Get AI summaries of any video or article — Sign up free
Python Tutorial: Automate Parsing and Renaming of Multiple Files thumbnail

Python Tutorial: Automate Parsing and Renaming of Multiple Files

Corey Schafer·
4 min read

Based on Corey Schafer's video on YouTube. If you like this content, support the original creators by watching, liking and subscribing to their content.

TL;DR

Use `os.chdir` and `os.getcwd` to ensure the script operates in the correct folder before renaming anything.

Briefing

A practical Python script can fix messy, alphabetically sorted video filenames by renaming hundreds of files so they play in the intended numeric order on a phone playlist. The core issue is that downloaded course videos use a title-first naming pattern (title + dash + course name + number), which breaks ordering when devices sort strings alphabetically. The solution is to parse each filename, extract the embedded sequence number, and rebuild a new filename that starts with that number—optionally zero-padded—so “1, 2, 3 … 10” sorts correctly.
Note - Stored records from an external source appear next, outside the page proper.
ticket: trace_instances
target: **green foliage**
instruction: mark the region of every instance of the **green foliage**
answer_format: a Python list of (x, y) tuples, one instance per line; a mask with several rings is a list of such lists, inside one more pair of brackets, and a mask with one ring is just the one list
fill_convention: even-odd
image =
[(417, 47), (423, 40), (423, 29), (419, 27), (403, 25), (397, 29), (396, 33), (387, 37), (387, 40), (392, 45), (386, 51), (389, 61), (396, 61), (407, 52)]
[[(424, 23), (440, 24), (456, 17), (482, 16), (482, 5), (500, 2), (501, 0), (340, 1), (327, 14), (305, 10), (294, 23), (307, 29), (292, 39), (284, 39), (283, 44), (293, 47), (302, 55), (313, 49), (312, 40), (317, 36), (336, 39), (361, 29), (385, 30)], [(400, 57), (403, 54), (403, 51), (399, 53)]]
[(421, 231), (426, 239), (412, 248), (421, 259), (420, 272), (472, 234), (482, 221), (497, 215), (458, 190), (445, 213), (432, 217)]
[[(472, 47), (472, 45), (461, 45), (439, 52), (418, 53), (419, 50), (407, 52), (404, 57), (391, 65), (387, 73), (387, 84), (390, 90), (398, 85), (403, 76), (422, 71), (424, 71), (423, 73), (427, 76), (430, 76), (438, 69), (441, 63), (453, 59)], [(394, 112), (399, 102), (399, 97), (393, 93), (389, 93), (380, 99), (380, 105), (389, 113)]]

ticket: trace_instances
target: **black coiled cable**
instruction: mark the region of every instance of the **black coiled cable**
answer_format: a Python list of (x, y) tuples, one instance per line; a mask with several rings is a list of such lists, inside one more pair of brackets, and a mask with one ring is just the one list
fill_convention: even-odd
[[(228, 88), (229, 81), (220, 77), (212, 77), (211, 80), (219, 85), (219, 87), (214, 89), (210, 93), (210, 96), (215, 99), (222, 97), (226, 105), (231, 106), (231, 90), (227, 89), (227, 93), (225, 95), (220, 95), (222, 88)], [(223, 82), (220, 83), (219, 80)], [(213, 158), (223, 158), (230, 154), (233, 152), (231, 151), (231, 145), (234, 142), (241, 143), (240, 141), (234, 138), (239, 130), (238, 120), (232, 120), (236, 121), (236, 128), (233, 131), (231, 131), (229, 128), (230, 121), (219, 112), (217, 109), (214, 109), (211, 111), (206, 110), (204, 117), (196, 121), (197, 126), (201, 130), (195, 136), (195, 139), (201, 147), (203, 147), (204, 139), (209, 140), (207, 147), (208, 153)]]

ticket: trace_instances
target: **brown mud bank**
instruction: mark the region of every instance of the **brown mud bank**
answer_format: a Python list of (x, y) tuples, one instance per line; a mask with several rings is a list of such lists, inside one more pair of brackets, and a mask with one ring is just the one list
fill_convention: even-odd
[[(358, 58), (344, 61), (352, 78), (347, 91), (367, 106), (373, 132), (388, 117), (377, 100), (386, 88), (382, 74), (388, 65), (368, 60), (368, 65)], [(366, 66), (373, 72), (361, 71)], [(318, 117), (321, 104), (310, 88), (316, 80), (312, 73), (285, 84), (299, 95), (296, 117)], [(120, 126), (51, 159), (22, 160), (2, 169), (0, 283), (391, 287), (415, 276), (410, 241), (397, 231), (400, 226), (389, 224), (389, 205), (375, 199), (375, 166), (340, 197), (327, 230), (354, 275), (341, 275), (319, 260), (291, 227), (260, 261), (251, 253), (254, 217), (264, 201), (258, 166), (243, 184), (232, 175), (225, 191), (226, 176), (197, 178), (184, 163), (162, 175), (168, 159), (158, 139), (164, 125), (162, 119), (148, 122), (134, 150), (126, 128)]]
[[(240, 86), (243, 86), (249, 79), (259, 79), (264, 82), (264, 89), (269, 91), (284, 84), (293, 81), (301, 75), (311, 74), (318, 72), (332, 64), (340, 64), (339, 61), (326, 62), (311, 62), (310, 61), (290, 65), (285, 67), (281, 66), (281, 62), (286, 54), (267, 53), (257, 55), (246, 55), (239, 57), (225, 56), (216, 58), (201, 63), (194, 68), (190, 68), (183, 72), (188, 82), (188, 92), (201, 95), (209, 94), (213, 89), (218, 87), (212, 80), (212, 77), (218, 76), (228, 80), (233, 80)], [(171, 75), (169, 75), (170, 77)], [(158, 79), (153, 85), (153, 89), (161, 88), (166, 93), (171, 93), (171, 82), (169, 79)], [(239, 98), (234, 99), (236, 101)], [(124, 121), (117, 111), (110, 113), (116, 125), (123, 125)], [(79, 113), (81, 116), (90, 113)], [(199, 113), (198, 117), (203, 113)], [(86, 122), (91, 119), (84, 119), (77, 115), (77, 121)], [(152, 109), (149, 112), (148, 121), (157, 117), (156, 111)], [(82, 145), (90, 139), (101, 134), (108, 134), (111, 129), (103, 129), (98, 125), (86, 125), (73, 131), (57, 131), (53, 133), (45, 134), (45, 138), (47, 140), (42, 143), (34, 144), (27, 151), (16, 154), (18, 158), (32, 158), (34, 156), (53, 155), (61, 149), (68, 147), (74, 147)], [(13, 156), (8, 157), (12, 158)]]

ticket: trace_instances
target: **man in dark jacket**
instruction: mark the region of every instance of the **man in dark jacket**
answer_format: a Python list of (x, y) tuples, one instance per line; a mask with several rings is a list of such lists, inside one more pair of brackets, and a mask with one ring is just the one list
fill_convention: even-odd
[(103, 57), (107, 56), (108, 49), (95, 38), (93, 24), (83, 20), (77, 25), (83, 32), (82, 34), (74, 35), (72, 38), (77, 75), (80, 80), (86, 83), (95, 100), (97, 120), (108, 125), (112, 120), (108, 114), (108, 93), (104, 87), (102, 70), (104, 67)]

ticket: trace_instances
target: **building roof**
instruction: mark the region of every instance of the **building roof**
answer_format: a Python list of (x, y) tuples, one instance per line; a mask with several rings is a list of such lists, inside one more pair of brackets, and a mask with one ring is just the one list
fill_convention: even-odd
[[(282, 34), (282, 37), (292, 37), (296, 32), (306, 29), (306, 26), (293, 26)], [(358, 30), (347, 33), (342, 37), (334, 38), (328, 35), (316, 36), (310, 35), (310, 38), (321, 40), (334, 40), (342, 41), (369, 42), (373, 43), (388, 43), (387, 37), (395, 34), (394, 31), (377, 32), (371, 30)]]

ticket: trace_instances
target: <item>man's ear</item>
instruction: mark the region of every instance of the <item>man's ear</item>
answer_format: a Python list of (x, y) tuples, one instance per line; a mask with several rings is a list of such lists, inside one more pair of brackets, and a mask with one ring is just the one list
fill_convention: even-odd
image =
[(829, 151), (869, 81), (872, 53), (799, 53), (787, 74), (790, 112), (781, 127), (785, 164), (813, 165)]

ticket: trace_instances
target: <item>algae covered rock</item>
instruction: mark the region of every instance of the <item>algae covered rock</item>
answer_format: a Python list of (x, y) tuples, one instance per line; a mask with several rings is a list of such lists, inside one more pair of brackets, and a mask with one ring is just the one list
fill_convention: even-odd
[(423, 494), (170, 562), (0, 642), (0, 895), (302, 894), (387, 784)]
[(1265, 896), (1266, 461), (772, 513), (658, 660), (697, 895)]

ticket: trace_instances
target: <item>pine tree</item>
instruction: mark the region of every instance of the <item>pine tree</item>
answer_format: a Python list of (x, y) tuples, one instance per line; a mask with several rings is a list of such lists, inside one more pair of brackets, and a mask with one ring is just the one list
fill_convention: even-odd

The workflow starts by using Python’s `os` module to work directly with the filesystem. The script changes into the folder containing the video files (`os.chdir(...)`), verifies the working directory with `os.getcwd()`, and lists the directory contents (`os.listdir(...)`) to confirm the filenames being processed. From there, each filename is split into its base name and extension using `os.path.splitext`, producing two parts: the name without the file type and the extension itself.

Next comes the parsing logic. The base filename is split on hyphens, yielding three components: the title, the course name, and the numeric sequence token. Those pieces are assigned to variables (e.g., `f_title`, `f_course`, `f_num`) and then recombined using a formatted string. The initial rebuild places the number first, followed by the course name and title, and finally the extension. Minor formatting issues—like stray spaces before the extension—are corrected with `.strip()`.

Two refinements address ordering and personal preference. First, the number token includes an unwanted leading character (a number sign), so the script slices the string to drop the first character (using `f_num[1:]`). Second, plain numeric strings cause “10” to sort near “1” because sorting is character-based. To prevent that, the script zero-pads single-digit numbers with `zfill(2)`, turning “1” into “01” and “2” into “02,” while leaving “10” unchanged. After that, the course name can be removed entirely from the new filename, leaving a cleaner format that still sorts correctly.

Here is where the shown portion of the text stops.